In [None]:
import pandas as pd
from mining_utils import mining_utils
from mlxtend.frequent_patterns import fpgrowth
from mlxtend.frequent_patterns import association_rules
from joblib import Parallel, delayed
import os
from pathlib import Path

## Load transactions (converted from [dataset](https://github.com/msr-fiddle/philly-traces))

In [None]:
df = pd.read_csv(f'transaction_philly.csv').drop('Unnamed: 0', axis=1)
Path("rules/philly").mkdir(parents=True, exist_ok=True)

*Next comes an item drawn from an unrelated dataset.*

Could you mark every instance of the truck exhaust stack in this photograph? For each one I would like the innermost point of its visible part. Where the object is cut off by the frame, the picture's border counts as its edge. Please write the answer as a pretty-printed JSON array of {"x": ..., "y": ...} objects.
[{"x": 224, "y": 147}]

## Generate frequent itemsets

In [None]:
itemsets = fpgrowth(df, min_support=0.05, use_colnames=True, max_len=4)
itemsets

## Generate association rules
We can see there are many generated rules, which is difficult to focus on

In [None]:
rules = association_rules(itemsets, metric='lift', min_threshold = 1.5)
rules

## Generate low utilization rules

In [None]:
keyword = "mean_util_low"
ant_rule, cons_rule = mining_utils.gen_rule(rules, keyword)

## Prune rules and save

In [None]:
cons_prune, ant_prune = mining_utils.prune_rule(ant_rule, cons_rule, keyword, 1.5, 1.5)
ant_prune.to_csv('rules/philly/antecedent_underutilize.csv')
cons_prune.to_csv('rules/philly/consequent_underutilize.csv')

## Generate job failure rules

In [None]:
keyword = 'Failed'
ant_rule, cons_rule = mining_utils.gen_rule(rules, keyword)

## Prune rules and save

In [None]:
cons_prune, ant_prune = mining_utils.prune_rule(ant_rule, cons_rule, keyword, 1.5, 1.5)
ant_prune.to_csv('rules/philly/antecedent_fail.csv')
cons_prune.to_csv('rules/philly/consequent_fail.csv')